Attorneys for the American Civil Liberties Union, the ACLU of Rhode Island, the Campaign Legal Center, and the law firm Fried Frank filed a federal lawsuit today challenging Rhode Island’s witness/notary requirements for voting by mail throughout the 2020 elections.
The case was filed on behalf of two voting rights advocacy groups — Common Cause Rhode Island and the League of Women Voters Rhode Island — and Rhode Islanders with significant medical vulnerabilities that place them or members of their household at a heightened risk of severe illness or death if they contract COVID-19.
The lawsuit seeks to block provisions of a state law that require Rhode Islanders who vote by mail to have two witnesses or a notary sign their ballot envelope, even in the midst of a highly contagious and deadly pandemic. These requirements necessitate face-to-face and hand-to-hand interaction between voters and others who pose a potentially fatal risk to the voters’ health.
“Removing the witness and notary requirement in the midst of a deadly pandemic is a common-sense solution that protects people’s health and their right to vote,” said Steven Brown, executive director of the ACLU of Rhode Island.
The individual plaintiffs are:
- Miranda Oakley, 32, who is blind and unable to drive. She lives with her mother and grandmother, but her grandmother is not capable of serving as a witness. Oakley is concerned both about the risk of contracting COVID-19— and the risk to herself, her mother, and her elderly grandmother — and about the potential risk of passing COVID-19 on to others beyond her household, particularly given that her mother works with people who are older. Accordingly, she is closely adhering to social distancing guidelines.
- Barbara Monahan, 88, who lives alone and cannot drive due to a severe back condition and, also due to this condition, is unable to vote in person. She is concerned about the heightened risk of contracting COVID-19 that would arise if she were forced to break social distancing guidelines in order to have her ballot witnessed.
- Mary Baker, who has been diagnosed with asthma, hypertension and diabetes, is deeply concerned about the heightened risk of contracting COVID-19 — and the likely life-threatening or life-ending symptoms she would experience — if she were forced to break social distancing guidelines to get her ballot witnessed.
“No one should have to choose between their health and their right to vote,” said Common Cause Rhode Island Executive Director John Marion. “Unfortunately, during this public health emergency, the witnesses-or-notary requirement forces some voters to make that choice.”
As of mid-July, there have been nearly 3. 5 million confirmed cases of COVID-19 and nearly 140,000 deaths attributed to COVID-19 in the United States, according to the Centers for Disease Control and Prevention. Rhode Island has had more than 18,000 confirmed cases and nearly 1,000 deaths so far. These figures almost certainly understate the real numbers of COVID-19 victims, given the limitations in testing.
The lawsuit notes that “mail voting represents the best option for most Rhode Island voters to participate safely in the 2020 elections,” but that “the voter-witness interaction required by Rhode Island’s current mail voting procedure constitutes a violation of recommended social distancing and creates a substantial risk of COVID-19 transmission.”
Former state Director of Health Michael Fine submitted an affidavit in support of this position, emphasizing the risks that people particularly susceptible to serious illness or death from COVID-19 will face if they must violate social distancing guidelines in order to vote.
The suit points out that Rhode Island is in a small minority of states that require witness signatures for mail ballots. According to census data, more than 125,000 householders live alone in Rhode Island, and of those, over 50,000 are 65 years and older and, therefore at particular risk if they catch the disease.

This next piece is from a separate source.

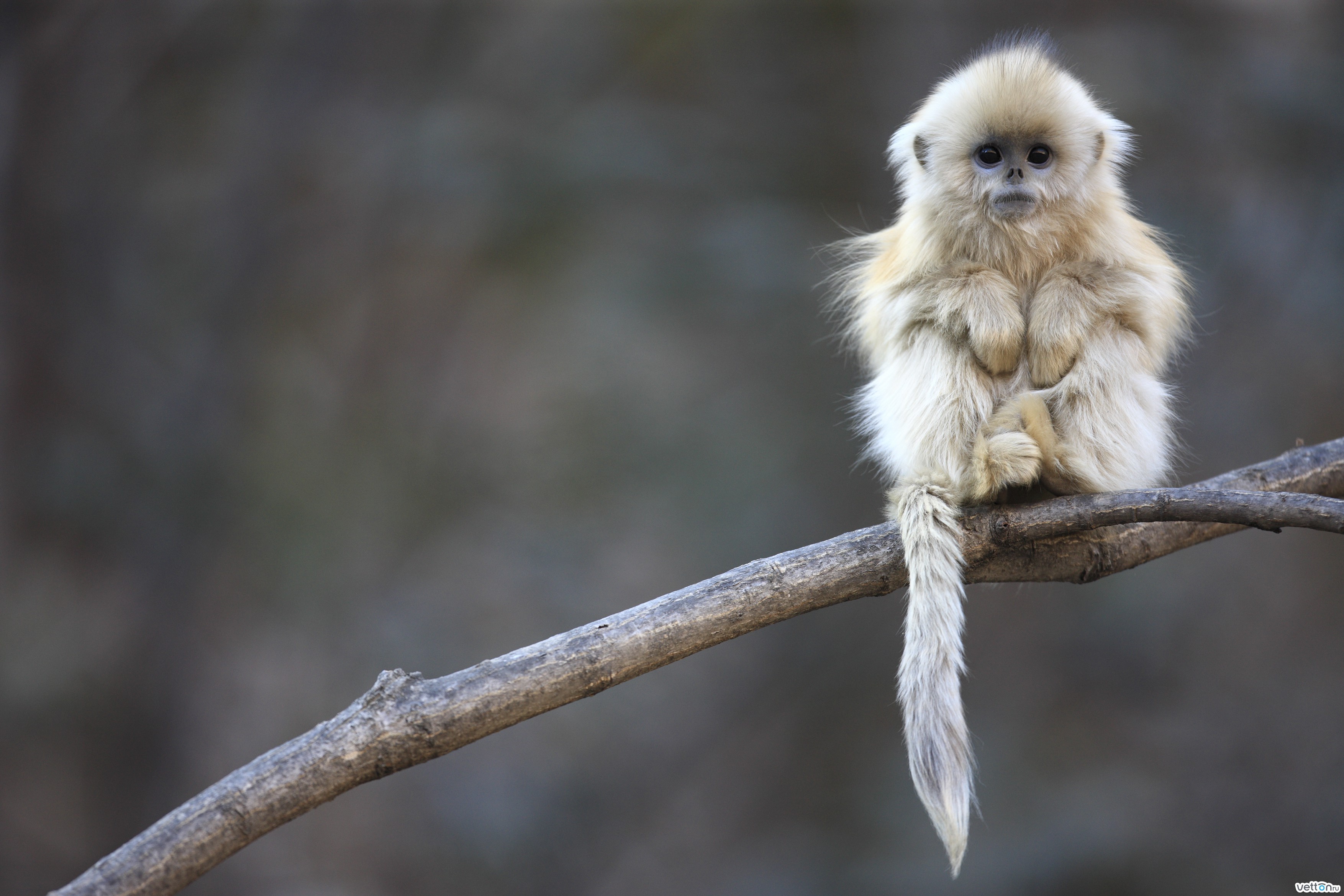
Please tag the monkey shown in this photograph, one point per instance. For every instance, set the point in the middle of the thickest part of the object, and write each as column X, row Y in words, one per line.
column 1016, row 321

The groups are asking the court to block the state from enforcing the witness/notary requirements during the September and November elections, and order it to issue guidance instructing municipal election officials to count otherwise validly cast mail ballots that are missing witness signatures.
“States need to make reasonable accommodations so voters can cast a ballot without unnecessary risk of contracting COVID-19,” said Jonathan Diaz, legal counsel, voting rights, at Campaign Legal Center. “There are plenty of safeguards in place to protect the security of Rhode Island elections. Forcing people with disabilities or compromised health, or their family members, to find two witnesses to cast a ballot is unreasonable. The courts need to step in so that voters can participate safely.”

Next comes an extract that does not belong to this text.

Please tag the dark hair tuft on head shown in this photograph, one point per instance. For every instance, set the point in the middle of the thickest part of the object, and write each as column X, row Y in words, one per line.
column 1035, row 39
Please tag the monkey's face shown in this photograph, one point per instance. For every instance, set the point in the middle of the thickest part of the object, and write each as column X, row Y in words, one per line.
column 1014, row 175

“The pandemic has shone a bright light on the barriers facing our most vulnerable voters in Rhode Island. Without relief from onerous laws like our witness requirement, these voters will be disenfranchised,” said Jane Koster, president of the League of Women Voters of Rhode Island. “Senior citizens, Black, Latinx, disabled, and income-sensitive individuals are isolating because of their higher risk for serious illness from COVID-19. They cannot safely comply with the absentee ballot requirements to invite another person into their environment. These are the same communities who disproportionately struggle with ballot access, and now they are having to choose between their safety and their right to vote.”